It's very unusual for me to remember what I was doing EXACTLY one year ago to the date let alone 6 years. But for the obvious reason of this being the "anniversary" of 9/11/01, I wanted to document what I was doing and how it affected me.
At the time I didn't have my own car, and my friend Ryan W. had lent me his Jeep to drive home to my dive of a basement apt in Orem, UT the night prior. I had to go pick him up pretty early in the morning so I could take him to work and on the way there was listening to 107.5 The End (which no longer exists) with Chunga and Mister (who do still exist) when Chunga announced that a plane had crashed into one of the World Trade Center buildings in New York City. I, of course, did not believe him, because he's a joker and can never be taken seriously. I just thought it was one of his stories that he told. They cut to music and I merrily went on my way to Lehi, enjoying the fresh morning air blowing through the open Jeep with no top or doors on.

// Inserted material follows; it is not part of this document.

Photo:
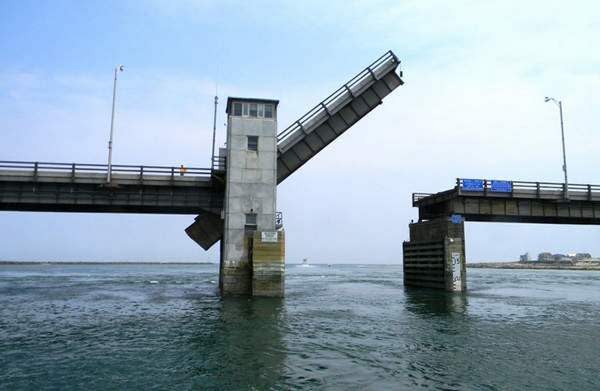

I got to Ryan's house and as I approached the top of the stairs to his family room, he said "get up here, did you hear about this?" and right then we watched on the news the second plane fly into the second Trade Center tower. I couldn't believe my eyes! I thought this had to be a mistake! What was wrong with the pilot?! Did they miss the airport and not notice a large building in front of them? I was confused; heart broke for all of the people on the plane, and for all of the people who had just arrived to work for the day. I called my mom in Logan to see if she had heard, and neither she nor my dad knew anything about it. I told them to quickly turn the news on and hung up.
I don't remember what happened for the space of the next couple hours until I got to work at Fotogenix in the mall and had to go into my darkroom to start the up the machines so the chemicals could warm up enough for me to start the responsibility of printing the portraits I was in charge of. My job was easy, but being in the dark all day and that particular day listening to the radio and sad stories and speculations of what happened and why- not only in NYC but in Pennsylvania and at the Pentagon, was depressing me more than usual. I had to leave, I couldn't be there alone in the dark anymore. I remember leaving work early with out getting in trouble- and I think it was because basically the whole mall shut down on that horrible day. I remember going straight home and I literally sat on the floor (mostly because we had no where to sit at our apt) and watched and recorded the news for the rest of the day.
I listened to the stories of the men on one of the planes who tried to fight to survive knowing that they were putting their lives at risk but were willing to do so to save their fellow passengers. I listened to the wives of some of the passengers who talked about getting phone calls and hearing their last goodbye and "I love you" from their beloved husbands knowing they'd never see them again. I was so saddened by the people that were forced to jump out of the building and wondered what compelled them to take that action, and also wondered what I would do given the circumstance. I was saddened for the people who didn't know if their lost ones had made it or not, I was saddened for the people who had to walk and walk to find somewhere to get medical treatment, I was saddened for the people who had to give those people medical attention in such horrid circumstances. All of them, in my mind, were heroes to me. I couldn't and still can't imagine having to go through such a grim and frightening ordeal.
I don't know that I'll never forget that day- not only because of the severity of the attacks but because of how real it made life seem all of a sudden and how unsafe I felt for a moment in time in my own country. I cried a lot that day, overwhelmed by the sadness and destruction. I'd never experienced such an awareness of people who weren't in my own little world and my bubble.
I think today I'm affected by it because I'm now married and have a little one on the way- and the thought of losing my husband makes me so deeply saddened. The thought of losing ANY of my loved ones makes me feel so somber.
I can’t imagine how difficult it is for those who were directly affected by that day, because I know that it wasn't just one day. I know that day will go on and be relived forever. And I pray for comfort in those people's lives. I know that even though I sat and watched it all happened on the television and wasn't actually there, that it had a huge impact on my life. I was and am so grateful that I was safe and that no one I knew had been hurt or killed.